General Stager, red and drenched with perspiration, advanced to shake the hand of the presidential candidate, and the spectacle set the crowd yelling again. The candidate began his speech immediately. It was the same speech he had delivered all along his itinerary, though his allusions to the splendid agricultural community in which he found himself, the good crops that had been yielded to the hand of the husbandman, gave a fictitious local color, and his touching reference to his old friend, General Bancroft, by whose side he had sat at Washington through so many stirring years fraught with deeds and occasions of such vast import to the national life, and his glowing tribute to the Bloody Ninety-third, brought the applause rolling up to him in great waves. He spoke for nearly an hour, standing at the railing with the big flag hanging down before him and a big, white water pitcher standing close beside; behind him were the vice-presidents sitting with studied gravity; near by, the reporters writing hurriedly; before him and around him, under the green and motionless trees, a vast multitude, heads many of them bared, faces upturned, with brows knit to aid in concentration, jaws working as they chewed on their eternal tobacco.

Out at the edges of the crowd, a continual movement shifted the masses and groups of men, along the curb were lines of wagons, with horses stamping and switching their tails, across the street on the three-storied brick blocks, the flutter of flags and bunting. The old court house, frowning somehow with the majesty of the law, formed a stately, solemn background for it all; overhead was the sky, piling rapidly now with clouds. The whole square gave an effect of strange stillness, even with the voice of the speaker ringing through it; the crowd was silent, treasuring his words for future repetition, treasuring perhaps the sight of him, the sensation of being in his actual presence, for the tale of future years.

But suddenly, in a second, when the crowd was held in the magic spell of his oratory, when men were least thinking of such a thing, he ceased to talk, the speech was over, the event was closed, and the great man, not pausing even long enough to let the vice-presidents of the meeting shake hands with him, or to hear the Lincoln Glee Club sing a campaign song, looked about for the colonel, climbed out of the stand into his carriage and was whirled away, lifting his hat, still with that distinguished air, amid cheers that would not let the campaign song begin, and with little boys swarming like outrunners at his glistening wheels.
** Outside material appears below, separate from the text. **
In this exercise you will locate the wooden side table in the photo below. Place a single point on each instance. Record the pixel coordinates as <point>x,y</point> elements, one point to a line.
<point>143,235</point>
When the meeting was over, Garwood went to the hotel to wait for Rankin, who had a mysterious, but always purposeful way of disappearing at times of such political excitement as had been rocking Lincoln all that day. Garwood had long since learned, when Rankin thus went under the political waters, to await calmly his reappearance at the surface, and so he wrote Rankin’s name and his own name on the blotted register of the hotel, and asked for a room. He had scarcely laid down the corroded pen the landlord found in a drawer, when a voice beside him said:

“Did you see it yet, Jerry?”

Garwood turned to look in the grinning face of Julius Vogt, who had come over with the Grand Prairie “excursion” that morning.

“See what?” asked Garwood.

“Why,” said Vogt, drawing something from his pocket, “Pusey’s article about you—there,” and he opened the copy of the News and gave it to Garwood.